La paix sociale arriva. Sauf que, comme toute ville, celle-ci comptait de nombreux carrefours fréquentés. Et ses citoyens, qui s'étaient habitués aux passerelles avec ascenseurs, réclamèrent d'en faire installer dans tous les endroits déclarés dangereux. La population en dénombra 38, le maire lui n'en trouva que 9. Un mouvement populaire sans précédent secoua la cité. Les médias s'en firent l'écho. Et le Maire se rendit à l'avis de la majorité bruyante : il fit ériger 38 passerelles supplémentaires, avec ascenseurs et il réquisitionna les employés de l'état civil pour suppléer la police et les jardiniers aux heures de pointe.

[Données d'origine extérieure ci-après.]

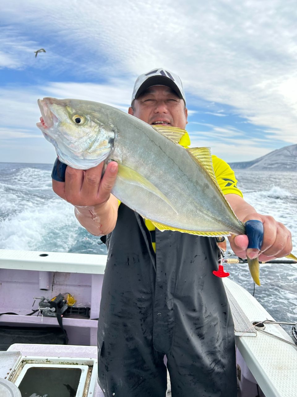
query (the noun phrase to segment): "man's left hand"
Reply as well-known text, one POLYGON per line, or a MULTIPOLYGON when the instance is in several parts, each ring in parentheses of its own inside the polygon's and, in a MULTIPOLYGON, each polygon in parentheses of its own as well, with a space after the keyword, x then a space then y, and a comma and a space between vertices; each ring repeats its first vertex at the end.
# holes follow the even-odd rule
POLYGON ((243 259, 247 256, 251 259, 258 256, 259 260, 262 262, 289 255, 292 249, 292 236, 289 230, 272 216, 258 214, 241 197, 234 197, 236 195, 227 195, 226 198, 237 217, 244 223, 251 220, 260 221, 263 224, 264 235, 260 251, 248 249, 249 241, 246 235, 232 235, 228 237, 231 248, 235 255, 243 259))

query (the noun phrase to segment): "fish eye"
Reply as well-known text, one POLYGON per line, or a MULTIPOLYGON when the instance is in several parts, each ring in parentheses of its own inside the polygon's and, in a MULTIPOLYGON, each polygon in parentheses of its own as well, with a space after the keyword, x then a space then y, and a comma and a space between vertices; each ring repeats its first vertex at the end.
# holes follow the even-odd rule
POLYGON ((82 124, 85 122, 84 117, 83 116, 80 116, 79 114, 75 114, 72 118, 72 121, 75 124, 82 124))

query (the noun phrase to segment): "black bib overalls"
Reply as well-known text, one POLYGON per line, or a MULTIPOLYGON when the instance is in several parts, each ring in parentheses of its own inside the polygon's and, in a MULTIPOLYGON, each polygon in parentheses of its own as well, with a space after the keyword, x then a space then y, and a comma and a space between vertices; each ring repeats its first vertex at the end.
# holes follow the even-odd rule
POLYGON ((98 322, 98 381, 106 396, 237 395, 233 322, 215 239, 156 230, 122 203, 107 236, 98 322))

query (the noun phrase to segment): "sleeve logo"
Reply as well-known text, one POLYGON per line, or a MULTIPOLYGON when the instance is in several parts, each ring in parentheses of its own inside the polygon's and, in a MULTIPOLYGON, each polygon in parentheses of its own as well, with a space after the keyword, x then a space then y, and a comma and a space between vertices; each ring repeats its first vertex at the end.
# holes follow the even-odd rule
POLYGON ((227 182, 227 183, 225 185, 225 187, 227 187, 228 186, 232 186, 233 185, 234 187, 236 187, 236 189, 238 189, 236 186, 236 185, 237 184, 237 181, 236 182, 235 181, 232 181, 232 179, 228 179, 228 178, 223 178, 223 181, 230 181, 229 182, 227 182))

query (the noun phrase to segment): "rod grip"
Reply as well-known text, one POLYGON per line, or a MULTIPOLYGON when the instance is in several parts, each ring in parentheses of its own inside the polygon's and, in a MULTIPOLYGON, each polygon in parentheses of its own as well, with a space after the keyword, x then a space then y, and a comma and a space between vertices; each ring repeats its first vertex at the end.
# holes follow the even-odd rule
POLYGON ((261 221, 251 220, 245 224, 246 234, 249 239, 248 248, 261 250, 263 242, 264 228, 261 221))
POLYGON ((58 182, 65 182, 65 172, 67 165, 62 163, 57 157, 53 167, 51 177, 58 182))

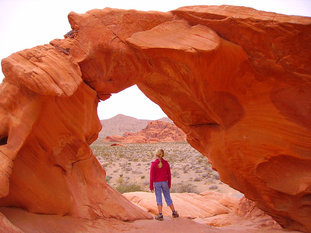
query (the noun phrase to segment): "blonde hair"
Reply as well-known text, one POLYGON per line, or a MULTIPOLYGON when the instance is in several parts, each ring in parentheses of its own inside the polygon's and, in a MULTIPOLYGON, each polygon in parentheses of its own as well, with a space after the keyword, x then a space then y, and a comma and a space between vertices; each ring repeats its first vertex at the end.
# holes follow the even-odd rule
POLYGON ((162 167, 162 158, 164 157, 164 151, 162 149, 158 149, 156 151, 156 155, 159 158, 159 161, 160 162, 158 165, 158 167, 160 168, 162 167))

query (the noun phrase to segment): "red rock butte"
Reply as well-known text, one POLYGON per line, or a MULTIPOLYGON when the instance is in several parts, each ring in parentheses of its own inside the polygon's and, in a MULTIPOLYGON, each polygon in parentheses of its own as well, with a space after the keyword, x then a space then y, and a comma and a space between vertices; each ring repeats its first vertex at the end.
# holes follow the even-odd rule
POLYGON ((71 12, 63 39, 2 60, 0 205, 152 216, 106 184, 97 107, 134 84, 221 180, 311 232, 311 18, 226 5, 71 12))

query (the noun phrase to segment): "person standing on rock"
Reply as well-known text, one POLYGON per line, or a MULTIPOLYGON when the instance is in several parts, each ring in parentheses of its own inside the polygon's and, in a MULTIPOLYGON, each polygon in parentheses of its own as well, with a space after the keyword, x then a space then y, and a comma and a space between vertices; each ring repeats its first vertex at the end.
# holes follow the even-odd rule
POLYGON ((169 189, 171 188, 171 169, 167 161, 164 159, 164 151, 162 149, 156 151, 156 159, 151 163, 150 168, 150 188, 152 193, 154 190, 156 198, 156 203, 159 209, 159 214, 155 218, 157 220, 163 220, 162 214, 162 192, 168 206, 172 210, 173 217, 178 217, 179 214, 175 210, 173 202, 171 199, 169 189))

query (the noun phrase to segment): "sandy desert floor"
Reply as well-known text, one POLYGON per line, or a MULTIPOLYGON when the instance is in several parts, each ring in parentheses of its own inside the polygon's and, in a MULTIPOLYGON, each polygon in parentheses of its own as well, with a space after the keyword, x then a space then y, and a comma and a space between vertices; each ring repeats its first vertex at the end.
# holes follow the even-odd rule
POLYGON ((107 183, 121 193, 148 191, 151 162, 154 151, 162 148, 169 163, 172 174, 171 192, 211 190, 240 197, 243 194, 219 180, 208 160, 186 142, 128 144, 110 146, 99 138, 91 145, 93 153, 106 172, 107 183), (131 185, 132 184, 134 185, 131 185))

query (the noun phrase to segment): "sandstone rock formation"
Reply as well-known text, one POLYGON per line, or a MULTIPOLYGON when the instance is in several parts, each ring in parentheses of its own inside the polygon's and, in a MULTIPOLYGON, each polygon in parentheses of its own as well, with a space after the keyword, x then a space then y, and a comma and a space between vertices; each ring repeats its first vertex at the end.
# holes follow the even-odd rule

Le Maire avait réussit à satisfaire ses administrés. Sauf que les papys et les mamys fondèrent une association de défense des usagers des passerelles afin que celles-ci soient réunies par des passerelles, qu'on y installe des bancs, des espaces verts, et des boutiques où ils pourraient se promener, faire leurs achats et papoter sans être dérangé par le flux incessant de la circulation et les klaxons intempestifs d'automobilistes pressés. Ils furent rapidement rejoints par des parents qui réclamèrent des aires de jeux sécurisées, pour que leurs enfants puissent y jouer sans risquer d'envoyer leur ballon sur la chaussée en contrebas. Le maire s'exécuta, reconvertissant les activités des préposés au service de l'urbanisme en missions d'aide aux personnes âgées et en éducateurs sportifs de futurs footballeurs, basketteurs, handballeurs et autres jongleurs en herbe.

L'année scolaire arriva à sa fin. Avec l'été, les enfants partirent en vacances, les grands-parents rejoignirent la Côte D'Azur, et les passerelles furent désertées. La cité idéale avait été inventée. Monsieur le Maire arborait fièrement sa réussite, avant d'arborer la Légion d'Honneur, du moins, l'espérait-il. Sauf que, à la rentrée suivante, aucun enfant n'était inscrit dans les écoles, et les grands-parents ne se promenaient plus sur le réseau serré des passerelles réunies. Sous la gigantesque plate-forme ainsi formée, les maisons étaient devenues sombres, humides et la lumière électrique indispensable à toute heure de la journée. Les jardins offraient un gazon jauni par le manque de soleil. Les mousses abondaient sur la souche des arbres coupés pour dresser les passerelles. Les parcs n'accueillaient plus les amoureux, même pour les traditionnelles photos le jour de leur mariage. Les citadins avaient fui. La ville ne comptait plus désormais qu'un seul habitant : Monsieur le Maire. Même sa femme et ses enfants étaient partis.

Ils l'attendaient dans une autre commune où il n'y avait pas de passerelle avec ascenseur près des écoles, simplement des ralentisseurs qui obligeaient les voitures à ralentir. Sauf que les automobilistes de cette agglomération-là décidèrent de protester contre les ralentisseurs qui usaient prématurément les amortisseurs. Et le Maire du lieu accepta de les écouter. Avec son conseil municipal, il chargea une commission d'étudier le problème de l'usure prématurée des amortisseurs des voitures sur les ralentisseurs. Lorsqu'elle rendit son rapport, elle avait trouvé la solution : il était impératif de construire, aux abords des écoles... des souterrains.